Tutorial

Introduction

SIPVicious PRO comes with a built-in templating system to customize your SIP messages before they are sent. This allows a certain level of flexibility that is very useful when performing both manual and automated security tests. For example, it allows for attacks that require setting of a specific header value or changing of anything within the SIP message.

Getting started

To get started with the templates, we recommend making use of the built-in templates rather than starting from scratch. These templates can be created in a directory named svtemplates by making use of the following command:

sipvicious sip utils templates dump --templates svtemplates

Heads up

If no template directory is specified, the current directory is used to load the templates. If none exist, then the built-in templates are used.

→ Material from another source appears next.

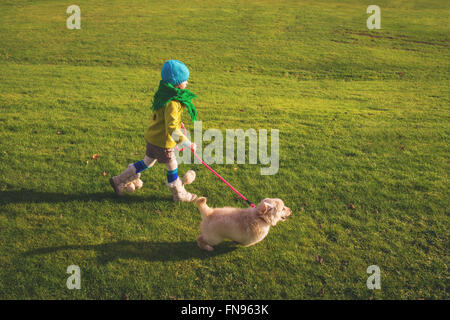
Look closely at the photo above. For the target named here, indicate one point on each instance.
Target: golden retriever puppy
(245, 226)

Each SIP message template is created in that directory and can be then inspected. We will use the SIP register template file registerrequest.tpl in this example:

REGISTER {{.RequestURI}} SIP/2.0
Via: SIP/2.0/{{.AddrFamily}} {{.LocalAddr}};rport;branch=z9hG4bK-{{.Branch}}
Max-Forwards: 70
From: {{.FromVal}}
To: {{.ToVal}}
Call-ID: {{.CallID}}
CSeq: {{.CSeq}} REGISTER
Contact: {{.ContactVal}}
Expires: {{.Expires}}
Content-Length: 0
{{/* this line must end with a newline */}}

To add an extra custom header, for example X-custom: hello world one would simply add that line to the headers, resulting in the following:

REGISTER {{.RequestURI}} SIP/2.0
Via: SIP/2.0/{{.AddrFamily}} {{.LocalAddr}};rport;branch=z9hG4bK-{{.Branch}}
Max-Forwards: 70
From: {{.FromVal}}
To: {{.ToVal}}
Call-ID: {{.CallID}}
CSeq: {{.CSeq}} REGISTER
Contact: {{.ContactVal}}
Expires: {{.Expires}}
X-custom: hello world
Content-Length: 0
{{/* this line must end with a newline */}}

Once this template is saved, it can be tested by making use of the following command:

sipvicious sip utils templates test udp://127.0.0.1:5060 --templates svtemplates -m register

This results in the following output:

REGISTER sip:127.0.0.1 SIP/2.0
Via: SIP/2.0/TCP 127.0.0.1:10011;rport;branch=z9hG4bK-uST7VxlRRr6WRi13
Max-Forwards: 70
From: <sip:a3T0UObH@127.0.0.1>;tag=wqLQFD8JEA8BYl0k
To: <sip:a3T0UObH@127.0.0.1>
Call-ID: wbBkiHm6y2Wifagu
CSeq: 1 REGISTER
Contact: <sip:a3T0UObH@127.0.0.1:10011;transport=tcp>
Expires: 60
X-custom: hello world
Content-Length: 0

Heads up

All SIPVicious PRO tools that deal with SIP, support templates.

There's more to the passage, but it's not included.